Various prior art techniques have been developed to attempt to produce a uniform or other desired illumination pattern on an illuminated surface. For example, reflective sheet metal then bent to a desired shape have been designed to be incorporated into an optic using one or more LED's. The term optic is intended to include conventional reflectors and refractive optical elements as well as focusing/defocusing lenses. These optics are typically relatively thin (e.g. 1/32 inch or less) so that it is easily bent to the final form. Acrylic plastic (formed and molded) has also been used. However these optics at present cannot be formed with adequate optical precision to reflect or direct light accurately to a selected location on a surface. These optics can therefore have efficiencies of less than 50%. Part of the problem with prior art designs when applied to a LED emitter are that they do not account for the characteristics of LED's which are virtually a point source of light and therefore magnify the effect of low precision optics.
Prior art optics have not provided direct conduction of heat form the LED through the optic. The LED is positioned on a circuit board and therefore heats the circuit board that drives the LED and can cause early failure from overheated components or require an over sized heat sink on the rear of the circuit board for heat dissipation.
The use of LED's for illumination (as opposed to the display of a condition) has rapidly evolved, however there has not been a solution to the problem of using LED's to achieve uniform illumination over a specified area.
All LED's use a relatively small amount of power and generate a relatively small amount of heat. A single LED is nearly a point source of light and can be installed in a fixture using a conventional parabolic reflector (as in a flashlight) to produce a highly focused beam. LED's have also been utilized for room accent lighting, such as recessed can lights or track lights. This use of LED's in those applications has been limited to circumstances where an even distribution of light is not essential. Multiple LED's have been utilized in the same fixture, using the same reflector to “aim” the LED light into spot beams in such a way as to create a wider illuminated area, however the areas between spot beams are not uniformly illuminated so that LED's have been limited to those applications where uniformity of illumination is not an issue.

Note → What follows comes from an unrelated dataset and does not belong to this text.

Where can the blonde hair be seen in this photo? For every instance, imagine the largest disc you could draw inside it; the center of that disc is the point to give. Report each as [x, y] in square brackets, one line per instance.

A common lighting requirement is in display cases and art illumination. These two applications are often referred to as display lighting. Presently display lighting applications are met by fluorescent tubes and elongated incandescent bulbs using a single filament and mounted in a fixture with an elongated reflector. Because the illumination emanates from an elongated source and assuming an illumination area that has a length no greater than the length of the bulb or tube, the illumination from these fixtures is the best that can be achieved with current technology. In these applications a cylindrical reflector produces poor illumination uniformity over a fairly narrow angular range and highly inefficient light flux and uses lighting technology that generates substantial heat.
The problems of the inefficiency of incandescent lighting and the somewhat better efficiency but lower quality of light (narrow spectrum and glare) from fluorescent lights are well known but no one has devised a way to satisfy the requirements of display lighting with any known technology. LED lights are efficient in generating light (good lumens) and produce relatively little heat but because they are a near point light source they have been thought to be impractical for display lighting and other applications were wide dispersion of light is required. As used herein “near point source” should be taken to mean a source of light that emanates from an source of illumination that is very small as compared to the dimension of the fixture that directs the light.